One of those student-invented tools was a climate survey drone called “BioScout.” 

“Our aim was to create a drone to monitor the ecosystem and wildlife in Jamaica,” says Rohan Mehta, junior in Systems Science and Engineering. “We wanted to help researchers and rangers who need to monitor wildlife and inspect forest sectors without entering and disturbing territories, but there were no available drones that met all of the following criteria necessary for the specific environment: affordable, modular, water-resistant and easy to repair. So we made our own.”
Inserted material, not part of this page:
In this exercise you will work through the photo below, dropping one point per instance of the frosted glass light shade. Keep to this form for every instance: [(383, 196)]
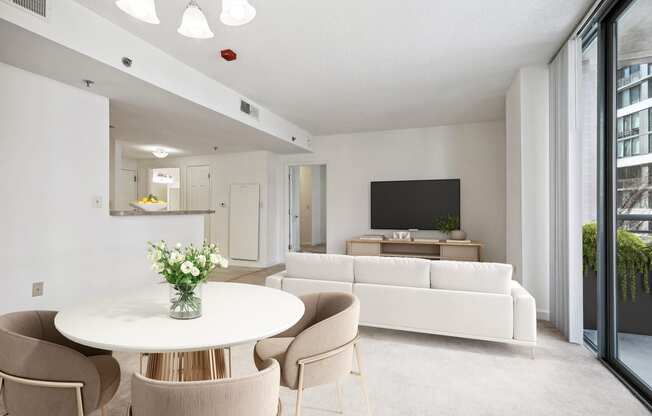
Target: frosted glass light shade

Another team of students created a smart buoy to reduce overfishing. The buoy was equipped with an alarm that goes off when fishermen get too close to a no-fishing zone.

Five other student teams dove into projects aligned to the original goals of the course. Their devices addressed patients’ decreased mobility due to diabetes, strokes and car accidents. These projects were sponsored by the Sir John Golding Rehabilitation Center.

One of which, the GaitMate, was engineered to help stroke patients who had lost partial muscle control regain their ability to walk.  

“We developed a device that supports a patient’s weight and provides sensory feedback to help correct their form and gait as they walk on a treadmill, ultimately enhancing the recovery process and providing some autonomy to the patient,” says Taehwan Kim, senior in BE. “The device is also relatively cheap and simple, making it an option for a wide variety of physical therapy needs in Jamaica and other countries.”